How belief makes the world

This is Shiva, in the form of Nataraja, the Lord of the Dance. The statue was given to me by a friend, Bapu, who died on January 8th 2020. He left it me in his will although, due to various complications, I didn’t actually receive it till Christmas Eve. It was one of the best Christmas presents I ever had.
It’s just under 10 and a half inches high by nine inches across. It’s made of brass, using the lost wax method, based upon a form that dates to the sixth century AD at the latest. It’s probably much older.
The dance is called the Tandava. It’s the dance of creation and destruction. It’s the dance that brought the Universe into being. It’s the dance that will destroy the Universe once its time is up. It’s energetic and full of life. It’s ecstatic, expressive, poised, precise, evocative, erotic, wild, cosmic, and eternal, all at the same time.

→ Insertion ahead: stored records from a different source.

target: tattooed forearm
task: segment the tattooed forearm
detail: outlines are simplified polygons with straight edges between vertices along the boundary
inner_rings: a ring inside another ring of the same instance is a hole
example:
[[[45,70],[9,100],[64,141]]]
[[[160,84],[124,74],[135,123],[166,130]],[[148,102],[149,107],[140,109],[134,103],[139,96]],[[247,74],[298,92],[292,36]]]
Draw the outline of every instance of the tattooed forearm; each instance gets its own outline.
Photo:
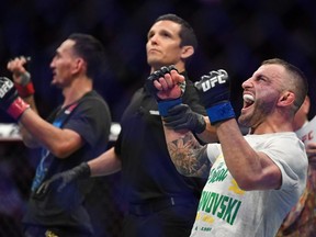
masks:
[[[183,176],[208,177],[211,162],[206,146],[202,146],[192,133],[167,144],[177,170]]]

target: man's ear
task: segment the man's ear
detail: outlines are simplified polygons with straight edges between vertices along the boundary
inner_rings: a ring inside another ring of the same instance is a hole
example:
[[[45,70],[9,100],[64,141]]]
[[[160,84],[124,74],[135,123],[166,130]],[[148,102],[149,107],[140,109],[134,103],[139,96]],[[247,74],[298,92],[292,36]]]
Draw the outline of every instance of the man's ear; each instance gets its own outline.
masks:
[[[187,45],[182,47],[181,58],[187,59],[194,54],[193,46]]]
[[[295,101],[295,94],[291,91],[285,91],[280,97],[278,105],[279,106],[289,106],[289,105],[293,104],[294,101]]]
[[[86,63],[82,58],[78,57],[74,61],[72,72],[77,74],[78,71],[86,70]]]

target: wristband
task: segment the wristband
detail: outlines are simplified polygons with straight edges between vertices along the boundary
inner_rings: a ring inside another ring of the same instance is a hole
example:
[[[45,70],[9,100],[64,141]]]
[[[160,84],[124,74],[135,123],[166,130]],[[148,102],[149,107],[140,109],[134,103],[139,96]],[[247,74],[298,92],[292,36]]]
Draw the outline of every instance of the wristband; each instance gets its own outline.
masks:
[[[160,116],[167,116],[170,108],[173,108],[174,105],[178,105],[181,103],[182,103],[182,98],[178,98],[174,100],[159,101],[158,111],[159,111]]]
[[[211,124],[235,117],[235,112],[229,101],[224,101],[212,108],[206,109]]]
[[[8,108],[7,113],[14,120],[19,120],[20,116],[30,108],[30,104],[25,103],[20,97],[18,97]]]

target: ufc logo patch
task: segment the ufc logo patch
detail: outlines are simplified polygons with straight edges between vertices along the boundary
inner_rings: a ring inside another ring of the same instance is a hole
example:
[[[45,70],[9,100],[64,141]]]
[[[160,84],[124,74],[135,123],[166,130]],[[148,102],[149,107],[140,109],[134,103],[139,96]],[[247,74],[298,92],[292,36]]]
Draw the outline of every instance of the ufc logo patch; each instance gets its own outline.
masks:
[[[217,83],[226,83],[226,80],[228,79],[227,72],[222,69],[218,71],[211,71],[211,76],[207,77],[211,78],[206,81],[203,81],[201,84],[203,92],[210,90],[211,88],[214,88]]]

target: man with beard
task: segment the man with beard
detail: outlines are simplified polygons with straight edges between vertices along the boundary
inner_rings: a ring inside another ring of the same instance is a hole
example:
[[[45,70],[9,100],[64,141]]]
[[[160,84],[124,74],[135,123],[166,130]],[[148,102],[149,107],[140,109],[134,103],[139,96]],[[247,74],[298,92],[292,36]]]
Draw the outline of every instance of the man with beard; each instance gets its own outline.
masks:
[[[149,80],[161,110],[181,103],[183,77],[176,70]],[[307,157],[292,123],[307,87],[295,66],[279,58],[263,61],[242,83],[238,122],[250,128],[242,136],[229,101],[228,74],[214,70],[195,83],[221,144],[201,146],[191,132],[165,125],[178,171],[208,177],[191,236],[275,236],[306,184]]]

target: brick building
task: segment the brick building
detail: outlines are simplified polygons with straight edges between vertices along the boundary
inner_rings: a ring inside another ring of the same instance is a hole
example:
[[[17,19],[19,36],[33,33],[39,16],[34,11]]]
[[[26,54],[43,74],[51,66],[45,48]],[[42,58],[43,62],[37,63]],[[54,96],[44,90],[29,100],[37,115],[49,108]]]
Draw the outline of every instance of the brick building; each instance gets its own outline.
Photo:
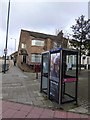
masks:
[[[66,42],[63,42],[66,41]],[[48,35],[38,32],[21,30],[18,47],[18,66],[29,71],[30,66],[40,64],[41,53],[55,48],[56,41],[60,41],[61,47],[67,46],[67,39],[63,38],[62,31],[57,35]]]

Shiva’s hair fans out in sinuous threads behind his head, signifying his cosmic abandon. They’re dreadlocks. He’s the original Rastaman before Rastafari existed. His plant is cannabis, which his followers consume in heroic quantities in pipes called chillums. In one hand he beats out a vigorous rhythm on a hand drum. It’s the rhythm of the Universe in its eternal becoming. It’s the rhythm of rage. It’s the rhythm of ecstasy. It’s the rhythm of existence at the fundamental level of being.
Another hand holds a lighting bolt, or a flame, while his two forward hands make symbolic gestures of peace and poise. So there’s a balance here, between the rhythm and the fire of the rear hands, and the poise and precision of the front hands. He has four arms altogether, though earlier forms of the image allow him as many as 10.
He’s dancing in a ring of fire upon a corpse, or on a sleeping form. Wikipedia tells me that this is the demon of ignorance, but I also like to imagine that it’s yourself, your mortal body which is destined to die, and that Shiva is the energy-form which will emerge from that once all matter is consumed at the end of the Universe.